Why can't my public class extend an internal class?

David picture David · Sep 2, 2010 · Viewed 19.7k times · Source

I really don't get it.

If the base class is abstract and only intended to be used to provide common functionality to public subclasses defined in the assembly, why shouldn't it be declared internal?

I don't want the abstract class to be visible to code outside the assembly. I don't want external code to know about it.

Answer

Eric Lippert picture Eric Lippert · Sep 2, 2010

UPDATE: This question was the subject of my blog on November 13th of 2012. See it for some more thoughts on this issue. Thanks for the great question!


You're right; it doesn't have to be that way. Other OO languages allow "private inheritance", whereby the fact that D inherits from B can only be taken advantage of by code that has the ability to see B.

This was a design decision of the original C# designers. Unfortunately I am away from my desk right now - I'm taking a couple of days off for the long weekend - so I don't have the language design notes from 1999 in front of me. If I think of it when I get back I'll browse them and see if there is a justification for this decision.

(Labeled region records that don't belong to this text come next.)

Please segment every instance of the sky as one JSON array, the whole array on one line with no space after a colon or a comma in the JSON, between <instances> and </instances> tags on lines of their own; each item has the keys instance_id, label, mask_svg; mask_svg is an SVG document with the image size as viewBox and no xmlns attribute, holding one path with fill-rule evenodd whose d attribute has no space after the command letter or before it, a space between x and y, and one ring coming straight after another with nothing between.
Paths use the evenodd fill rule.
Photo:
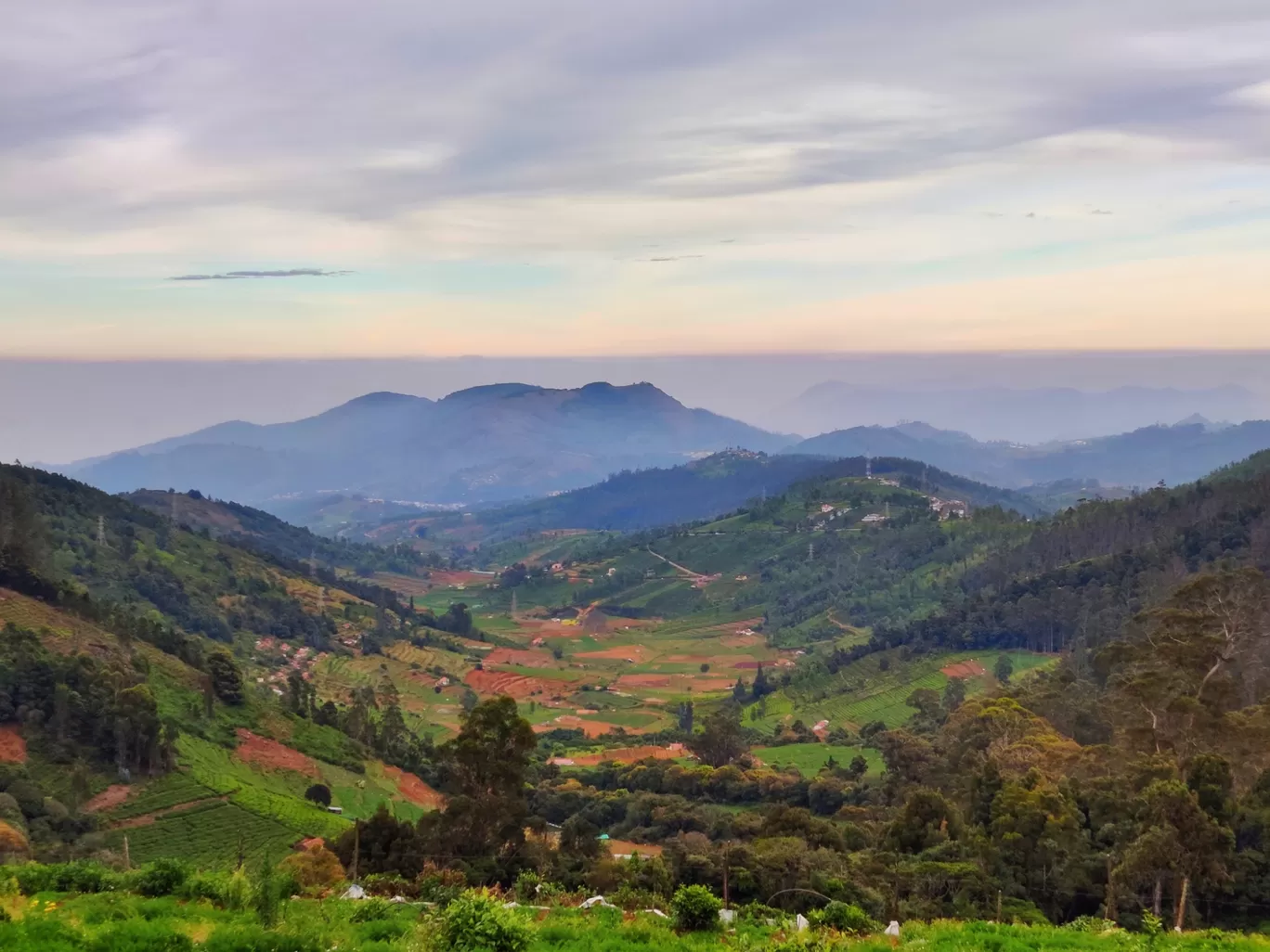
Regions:
<instances>
[{"instance_id":1,"label":"sky","mask_svg":"<svg viewBox=\"0 0 1270 952\"><path fill-rule=\"evenodd\" d=\"M0 357L1270 348L1264 0L60 0Z\"/></svg>"}]
</instances>

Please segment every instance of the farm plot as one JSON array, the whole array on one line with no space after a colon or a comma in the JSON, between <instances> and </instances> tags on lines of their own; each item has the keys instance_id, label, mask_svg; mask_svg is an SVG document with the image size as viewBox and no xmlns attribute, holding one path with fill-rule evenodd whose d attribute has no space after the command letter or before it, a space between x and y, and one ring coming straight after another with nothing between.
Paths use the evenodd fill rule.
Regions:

My personal opinion is that inheritance should be used to represent "is a kind of" relationships; that is, inheritance should represent the semantics of the domain being modelled in the language. I try to avoid situations where inheritance is used as a code sharing mechanism. As others have mentioned, it's probably best to prefer composition to inheritance if what you want to represent is "this class shares implementation mechanisms with other classes".